For that reason the possibility is on the table of ditching the DisplayPort physical layer entirely and relying solely on Type-C. Now to be clear this is just an option the technology enables, but for a number of reasons it would be an attractive option for the VESA. As it stands the DisplayPort physical layer tops out at 8.1Gbps per lane for HBR3, meanwhile Superspeed+ over Type-C tops out at 10Gbps per lane with the design goal of further bandwidth increases. As the complexity and development costs of higher external buses goes up, one could very well see the day where DisplayPort was merely the protocol and signaling standard for monitors while Type-C was the physical layer, especially since DisplayPort and USB Superspeed are so very similar in the first place due to both using 4 lanes of differential signaling. But this is a more distant possibility; for now the DP Alt Mode ecosystem needs to take off for the kinds of mobile devices it’s designed for, and only then would anyone be thinking about replacing the DisplayPort physical layer entirely.

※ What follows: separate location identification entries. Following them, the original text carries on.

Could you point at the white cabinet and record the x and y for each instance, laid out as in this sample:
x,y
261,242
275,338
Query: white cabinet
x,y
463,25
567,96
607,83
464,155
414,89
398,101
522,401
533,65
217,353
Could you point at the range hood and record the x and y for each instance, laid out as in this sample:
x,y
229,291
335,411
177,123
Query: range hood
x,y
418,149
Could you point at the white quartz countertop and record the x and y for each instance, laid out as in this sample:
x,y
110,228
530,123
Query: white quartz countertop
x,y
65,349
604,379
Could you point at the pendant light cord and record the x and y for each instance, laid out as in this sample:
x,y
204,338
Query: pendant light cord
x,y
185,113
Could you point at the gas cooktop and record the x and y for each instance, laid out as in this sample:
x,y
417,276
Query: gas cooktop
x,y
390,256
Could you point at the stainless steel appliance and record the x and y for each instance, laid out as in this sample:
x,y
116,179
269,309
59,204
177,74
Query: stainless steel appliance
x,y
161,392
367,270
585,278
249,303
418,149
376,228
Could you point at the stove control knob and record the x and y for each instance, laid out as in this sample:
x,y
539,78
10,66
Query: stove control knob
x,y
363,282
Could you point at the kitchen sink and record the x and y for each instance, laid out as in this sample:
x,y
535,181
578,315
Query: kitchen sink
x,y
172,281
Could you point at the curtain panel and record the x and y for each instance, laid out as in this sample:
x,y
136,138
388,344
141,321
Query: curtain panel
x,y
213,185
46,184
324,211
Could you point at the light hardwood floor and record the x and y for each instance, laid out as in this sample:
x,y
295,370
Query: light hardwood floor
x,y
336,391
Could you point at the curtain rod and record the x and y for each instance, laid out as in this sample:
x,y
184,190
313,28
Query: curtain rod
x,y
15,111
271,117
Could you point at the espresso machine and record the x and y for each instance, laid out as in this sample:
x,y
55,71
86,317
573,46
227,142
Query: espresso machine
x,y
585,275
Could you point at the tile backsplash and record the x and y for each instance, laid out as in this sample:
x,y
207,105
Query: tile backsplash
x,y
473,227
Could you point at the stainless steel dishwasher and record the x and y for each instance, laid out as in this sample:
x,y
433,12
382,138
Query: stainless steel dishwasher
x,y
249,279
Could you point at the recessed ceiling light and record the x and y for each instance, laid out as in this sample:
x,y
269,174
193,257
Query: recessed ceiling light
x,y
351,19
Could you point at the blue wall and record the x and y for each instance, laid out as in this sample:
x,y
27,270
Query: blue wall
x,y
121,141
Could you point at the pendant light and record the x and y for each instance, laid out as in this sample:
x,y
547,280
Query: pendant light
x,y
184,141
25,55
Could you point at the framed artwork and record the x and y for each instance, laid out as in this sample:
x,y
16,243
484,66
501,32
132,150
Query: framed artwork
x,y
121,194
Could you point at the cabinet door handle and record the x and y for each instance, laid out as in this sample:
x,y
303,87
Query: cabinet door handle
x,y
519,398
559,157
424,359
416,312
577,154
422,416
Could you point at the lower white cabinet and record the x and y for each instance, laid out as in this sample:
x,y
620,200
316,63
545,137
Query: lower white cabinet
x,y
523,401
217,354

Wrapping things up, the VESA tells us that they are going to hit the ground running on DP Alt Mode and are seeing quite a bit of excitement from manufacturers. The VESA is expecting the first DP Alt Mode capable devices to appear in 2015, which is the same year Type-C ports begin appearing on devices as well. So if everything goes according to schedule, we should see the first DP Alt Mode devices in just over a year.
The all-in-one cable concept has been a long time coming, and after DockPort and Thunderbolt stumbling the market does look ripe for DP Alt Mode. So long as the execution is there, the manufacturers are willing to use it, and device compatibility lives up to the promises. Getting video over USB is the ultimate Trojan horse – unlike mDP, USB is already everywhere and will continue to be – so this may very well be the X factor needed to see widespread adoption where other standards have struggled.